The cell doors we haven’t opened yet slam shut, trapping the remaining prisoners. Gas begins hissing from vents—not toxic to us, but the Broken start going berserk, throwing themselves against their cells with renewed violence.

“He’s using them as weapons,” Lyra says, horrified. “Driving them mad with pain to make them more dangerous.”

“Where is he?” I demand through the speakers, knowing Crane is listening.

“Where I’ve always been, Mountain Cat. In my laboratory.

Waiting for you to bring me what I need.

” His tone turns cajoling, sick with false sweetness.

“Come to me, Lyra. Let’s discuss treatment protocols.

Let’s talk about how you can help stabilize my condition, prevent further degradation.

I’ll even let your mate live if you cooperate. ”

“He’s lying,” I growl.

“I know.” Lyra straightens, medical pack secure on her back, determination replacing fear in her expression. “But he’s also showing us where to go. The laboratory—that’s where we need to be anyway. That’s where the decision plays out.”

She’s right. Every vision, every path she’s seen leads to the laboratory. To facing Crane directly. To the transformation she’s afraid of but knows is necessary.

“Then let’s not keep him waiting,” I say, shifting back to leopard form.

We move through corridors that are simultaneously familiar and changed—Crane has fortified, added security measures, created kill zones. But we navigate them with the precision of our bond, each of us covering the other’s weaknesses.
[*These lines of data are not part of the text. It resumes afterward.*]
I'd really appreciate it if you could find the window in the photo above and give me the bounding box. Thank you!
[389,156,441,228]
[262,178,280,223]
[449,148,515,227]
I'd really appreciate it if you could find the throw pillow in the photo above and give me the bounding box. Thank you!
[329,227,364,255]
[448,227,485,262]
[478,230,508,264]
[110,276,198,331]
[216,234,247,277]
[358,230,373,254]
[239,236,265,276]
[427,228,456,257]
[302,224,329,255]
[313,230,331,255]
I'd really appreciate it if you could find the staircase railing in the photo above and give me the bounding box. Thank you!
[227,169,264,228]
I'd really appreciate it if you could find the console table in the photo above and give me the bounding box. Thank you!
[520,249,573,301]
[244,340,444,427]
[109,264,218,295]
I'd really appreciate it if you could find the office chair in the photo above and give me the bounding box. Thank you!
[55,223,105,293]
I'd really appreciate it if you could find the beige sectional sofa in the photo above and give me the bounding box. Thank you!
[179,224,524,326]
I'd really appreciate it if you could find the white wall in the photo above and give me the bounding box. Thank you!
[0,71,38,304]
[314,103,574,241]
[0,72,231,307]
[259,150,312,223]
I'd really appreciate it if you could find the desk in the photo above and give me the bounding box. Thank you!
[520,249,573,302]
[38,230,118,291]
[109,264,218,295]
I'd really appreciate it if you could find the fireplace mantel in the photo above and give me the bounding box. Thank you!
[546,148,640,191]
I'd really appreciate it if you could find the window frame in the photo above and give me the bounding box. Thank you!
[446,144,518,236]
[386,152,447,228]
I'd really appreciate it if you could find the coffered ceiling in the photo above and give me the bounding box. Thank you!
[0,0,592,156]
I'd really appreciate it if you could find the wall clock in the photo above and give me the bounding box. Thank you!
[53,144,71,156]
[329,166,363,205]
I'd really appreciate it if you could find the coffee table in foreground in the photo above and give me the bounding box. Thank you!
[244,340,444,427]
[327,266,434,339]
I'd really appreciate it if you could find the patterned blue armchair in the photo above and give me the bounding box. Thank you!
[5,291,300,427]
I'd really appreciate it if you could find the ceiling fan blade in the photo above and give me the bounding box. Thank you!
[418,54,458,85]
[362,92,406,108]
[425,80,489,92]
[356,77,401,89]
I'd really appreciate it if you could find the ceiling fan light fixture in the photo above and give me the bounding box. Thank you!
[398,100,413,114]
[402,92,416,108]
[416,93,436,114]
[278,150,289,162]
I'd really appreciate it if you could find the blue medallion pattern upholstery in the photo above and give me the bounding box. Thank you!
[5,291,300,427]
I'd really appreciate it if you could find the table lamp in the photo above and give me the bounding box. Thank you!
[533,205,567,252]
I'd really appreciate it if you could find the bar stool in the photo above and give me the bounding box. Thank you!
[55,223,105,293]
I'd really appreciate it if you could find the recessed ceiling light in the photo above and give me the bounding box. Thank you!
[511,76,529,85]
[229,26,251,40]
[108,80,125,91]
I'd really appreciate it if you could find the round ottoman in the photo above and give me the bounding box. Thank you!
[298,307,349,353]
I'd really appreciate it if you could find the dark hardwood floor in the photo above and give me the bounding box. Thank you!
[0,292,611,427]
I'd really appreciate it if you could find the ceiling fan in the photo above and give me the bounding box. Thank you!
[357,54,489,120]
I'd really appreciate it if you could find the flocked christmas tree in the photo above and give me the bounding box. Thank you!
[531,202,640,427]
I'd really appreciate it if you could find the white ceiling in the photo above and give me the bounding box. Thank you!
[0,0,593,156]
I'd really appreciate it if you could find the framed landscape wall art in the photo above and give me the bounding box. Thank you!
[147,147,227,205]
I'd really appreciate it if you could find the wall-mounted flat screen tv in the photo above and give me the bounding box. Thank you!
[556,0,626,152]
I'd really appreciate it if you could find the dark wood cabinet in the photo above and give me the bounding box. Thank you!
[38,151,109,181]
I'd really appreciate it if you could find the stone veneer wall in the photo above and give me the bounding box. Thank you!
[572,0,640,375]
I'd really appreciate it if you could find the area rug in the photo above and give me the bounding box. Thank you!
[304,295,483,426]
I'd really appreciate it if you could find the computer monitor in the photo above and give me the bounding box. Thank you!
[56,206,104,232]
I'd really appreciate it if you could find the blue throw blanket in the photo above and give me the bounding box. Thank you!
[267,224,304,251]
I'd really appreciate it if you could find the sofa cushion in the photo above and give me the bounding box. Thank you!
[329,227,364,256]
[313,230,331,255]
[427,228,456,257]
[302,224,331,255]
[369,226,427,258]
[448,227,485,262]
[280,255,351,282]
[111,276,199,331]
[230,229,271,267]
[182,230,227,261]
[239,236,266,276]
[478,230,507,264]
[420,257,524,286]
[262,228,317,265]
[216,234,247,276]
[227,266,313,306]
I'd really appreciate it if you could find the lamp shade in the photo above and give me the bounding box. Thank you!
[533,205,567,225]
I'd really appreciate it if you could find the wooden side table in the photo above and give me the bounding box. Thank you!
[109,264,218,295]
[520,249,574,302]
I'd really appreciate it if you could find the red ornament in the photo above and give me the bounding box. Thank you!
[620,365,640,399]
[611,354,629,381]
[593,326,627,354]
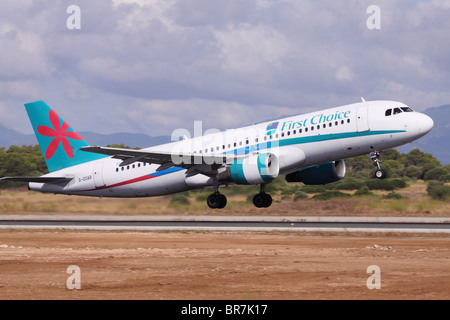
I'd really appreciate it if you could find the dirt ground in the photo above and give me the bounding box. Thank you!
[0,230,450,300]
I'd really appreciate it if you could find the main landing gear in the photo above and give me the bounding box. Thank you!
[206,191,227,209]
[206,177,227,209]
[206,183,272,209]
[370,150,387,179]
[253,184,272,208]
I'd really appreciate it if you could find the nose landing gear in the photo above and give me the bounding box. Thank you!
[253,184,272,208]
[370,150,387,179]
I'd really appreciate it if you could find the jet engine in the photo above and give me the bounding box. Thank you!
[286,160,345,185]
[227,153,280,184]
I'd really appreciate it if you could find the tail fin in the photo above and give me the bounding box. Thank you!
[25,101,104,172]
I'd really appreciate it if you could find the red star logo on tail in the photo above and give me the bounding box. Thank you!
[37,110,83,160]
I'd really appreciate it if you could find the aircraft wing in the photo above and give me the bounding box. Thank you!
[0,177,73,183]
[81,146,243,170]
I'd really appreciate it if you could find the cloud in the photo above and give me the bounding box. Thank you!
[0,0,450,134]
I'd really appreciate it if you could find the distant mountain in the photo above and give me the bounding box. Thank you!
[0,105,450,165]
[397,104,450,165]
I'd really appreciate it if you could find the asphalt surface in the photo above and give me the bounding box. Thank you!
[0,216,450,233]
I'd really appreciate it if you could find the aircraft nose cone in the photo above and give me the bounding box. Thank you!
[418,114,434,134]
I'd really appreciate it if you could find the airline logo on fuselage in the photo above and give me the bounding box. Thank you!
[281,110,351,131]
[266,121,278,135]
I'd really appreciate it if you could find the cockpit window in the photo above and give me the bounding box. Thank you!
[394,108,402,114]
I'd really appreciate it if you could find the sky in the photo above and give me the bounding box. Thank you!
[0,0,450,136]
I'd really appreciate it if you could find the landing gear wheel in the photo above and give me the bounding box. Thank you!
[253,193,272,208]
[375,169,387,179]
[370,150,387,179]
[206,193,227,209]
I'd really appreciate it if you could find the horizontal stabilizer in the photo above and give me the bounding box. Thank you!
[0,177,73,183]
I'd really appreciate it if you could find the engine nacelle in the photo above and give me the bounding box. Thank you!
[228,153,280,184]
[286,160,345,185]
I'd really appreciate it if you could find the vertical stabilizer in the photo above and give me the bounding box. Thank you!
[25,101,105,172]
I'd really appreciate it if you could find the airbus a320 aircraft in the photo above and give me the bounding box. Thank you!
[1,99,433,208]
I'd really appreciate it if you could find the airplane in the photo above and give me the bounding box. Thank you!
[0,98,434,209]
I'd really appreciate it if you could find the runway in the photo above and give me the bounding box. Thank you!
[0,215,450,233]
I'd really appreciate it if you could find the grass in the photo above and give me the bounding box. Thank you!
[0,181,450,217]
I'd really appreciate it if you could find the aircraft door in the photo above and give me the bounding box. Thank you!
[356,104,370,132]
[94,160,105,188]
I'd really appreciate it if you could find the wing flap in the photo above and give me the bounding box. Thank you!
[0,177,73,183]
[81,146,243,169]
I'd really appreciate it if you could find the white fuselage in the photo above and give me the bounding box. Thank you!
[29,101,433,197]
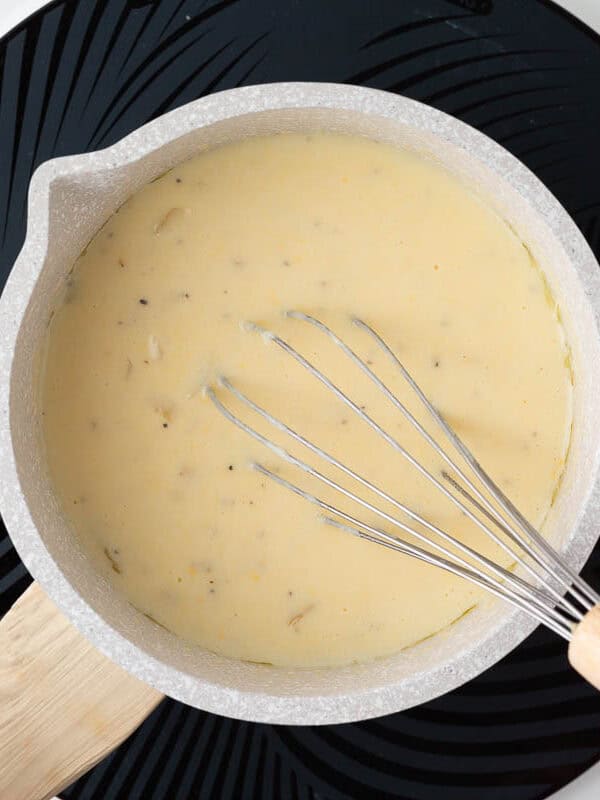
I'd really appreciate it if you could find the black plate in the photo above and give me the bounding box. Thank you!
[0,0,600,800]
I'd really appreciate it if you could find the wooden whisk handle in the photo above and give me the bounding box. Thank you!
[569,605,600,689]
[0,583,162,800]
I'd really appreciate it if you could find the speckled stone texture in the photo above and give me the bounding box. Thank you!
[0,84,600,724]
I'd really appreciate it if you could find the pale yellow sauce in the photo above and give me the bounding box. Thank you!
[43,133,572,666]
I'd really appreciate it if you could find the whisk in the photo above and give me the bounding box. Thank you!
[206,311,600,689]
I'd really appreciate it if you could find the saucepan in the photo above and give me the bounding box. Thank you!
[0,83,600,798]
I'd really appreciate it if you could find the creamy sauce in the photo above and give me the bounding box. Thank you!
[43,133,572,666]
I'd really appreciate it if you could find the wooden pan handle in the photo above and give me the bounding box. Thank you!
[0,583,163,800]
[569,605,600,689]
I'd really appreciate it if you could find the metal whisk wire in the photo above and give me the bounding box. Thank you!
[206,311,600,640]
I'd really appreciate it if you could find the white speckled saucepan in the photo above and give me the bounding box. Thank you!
[0,83,600,788]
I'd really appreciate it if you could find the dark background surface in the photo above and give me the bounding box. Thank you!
[0,0,600,800]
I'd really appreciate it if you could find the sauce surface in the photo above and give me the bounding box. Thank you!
[43,133,572,666]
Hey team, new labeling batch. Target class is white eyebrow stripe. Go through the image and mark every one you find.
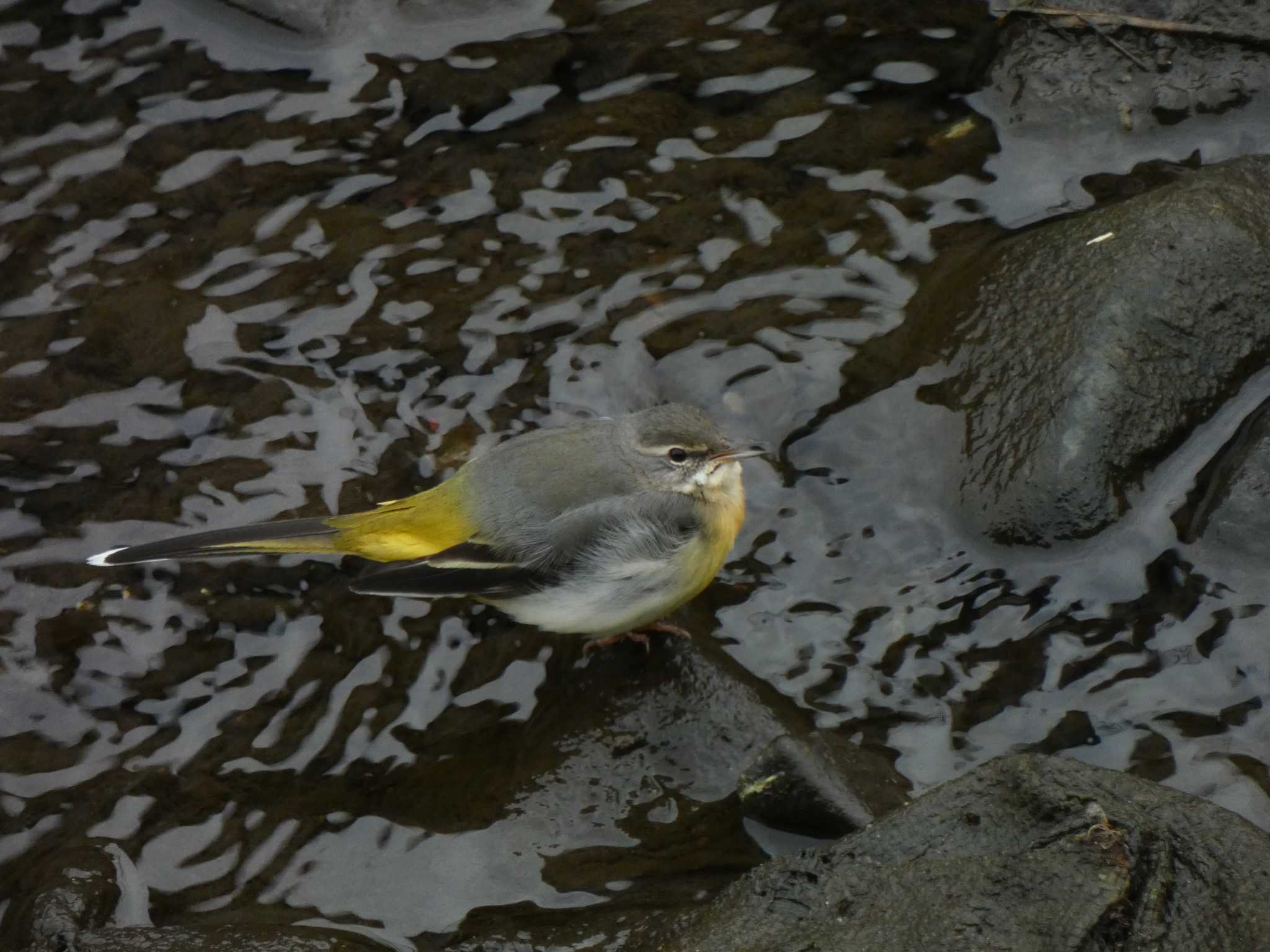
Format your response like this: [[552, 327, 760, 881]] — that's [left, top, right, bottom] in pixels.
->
[[637, 443, 706, 456]]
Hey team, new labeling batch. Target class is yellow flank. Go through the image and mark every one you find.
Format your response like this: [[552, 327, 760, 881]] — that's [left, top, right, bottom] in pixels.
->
[[325, 471, 476, 562], [678, 477, 745, 604]]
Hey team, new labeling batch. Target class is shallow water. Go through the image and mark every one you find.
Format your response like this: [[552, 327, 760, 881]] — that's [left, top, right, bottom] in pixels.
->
[[0, 0, 1270, 948]]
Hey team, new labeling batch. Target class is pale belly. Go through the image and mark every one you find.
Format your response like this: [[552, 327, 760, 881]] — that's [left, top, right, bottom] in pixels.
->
[[486, 464, 745, 637]]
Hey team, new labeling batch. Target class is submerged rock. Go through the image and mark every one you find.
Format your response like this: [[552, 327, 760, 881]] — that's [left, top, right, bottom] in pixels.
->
[[925, 156, 1270, 544], [737, 734, 908, 839], [1173, 403, 1270, 557], [664, 754, 1270, 952]]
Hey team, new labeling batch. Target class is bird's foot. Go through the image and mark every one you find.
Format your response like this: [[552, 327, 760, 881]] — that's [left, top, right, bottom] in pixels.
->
[[640, 622, 692, 638], [582, 622, 692, 655], [582, 631, 653, 655]]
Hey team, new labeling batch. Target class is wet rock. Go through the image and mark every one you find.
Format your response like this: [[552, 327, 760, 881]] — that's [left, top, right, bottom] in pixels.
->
[[0, 842, 120, 950], [923, 156, 1270, 544], [1173, 395, 1270, 556], [737, 734, 908, 838], [55, 925, 383, 952], [968, 12, 1270, 226], [0, 840, 382, 952], [665, 754, 1270, 952], [989, 0, 1270, 42]]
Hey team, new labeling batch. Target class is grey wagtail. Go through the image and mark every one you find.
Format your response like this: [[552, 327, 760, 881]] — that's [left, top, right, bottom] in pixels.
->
[[87, 403, 763, 645]]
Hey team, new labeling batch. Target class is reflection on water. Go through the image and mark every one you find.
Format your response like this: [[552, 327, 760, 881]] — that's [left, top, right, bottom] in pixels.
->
[[0, 0, 1270, 948]]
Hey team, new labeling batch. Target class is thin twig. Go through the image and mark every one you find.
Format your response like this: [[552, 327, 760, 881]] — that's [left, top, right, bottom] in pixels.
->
[[1073, 12, 1153, 73]]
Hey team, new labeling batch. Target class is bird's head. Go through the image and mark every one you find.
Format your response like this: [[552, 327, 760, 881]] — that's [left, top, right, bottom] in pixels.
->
[[619, 403, 763, 498]]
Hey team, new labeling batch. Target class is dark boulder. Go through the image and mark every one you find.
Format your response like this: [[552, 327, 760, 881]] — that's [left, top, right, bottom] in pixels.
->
[[737, 733, 908, 839], [663, 754, 1270, 952], [923, 156, 1270, 544]]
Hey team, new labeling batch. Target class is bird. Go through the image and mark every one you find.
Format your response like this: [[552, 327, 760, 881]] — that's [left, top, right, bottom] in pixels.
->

More Broken attack. More fights that leave us wounded but alive, drained but determined. I take a claw across my shoulder—painful but not critical. Lyra gets slammed into a wall hard enough to leave her limping, but she refuses to slow down.

Finally, we reach the laboratory doors. The same ones we barely escaped through before, now sealed and reinforced. But through the observation windows, I can see him:

Dr. Hal Crane, even more degraded than before.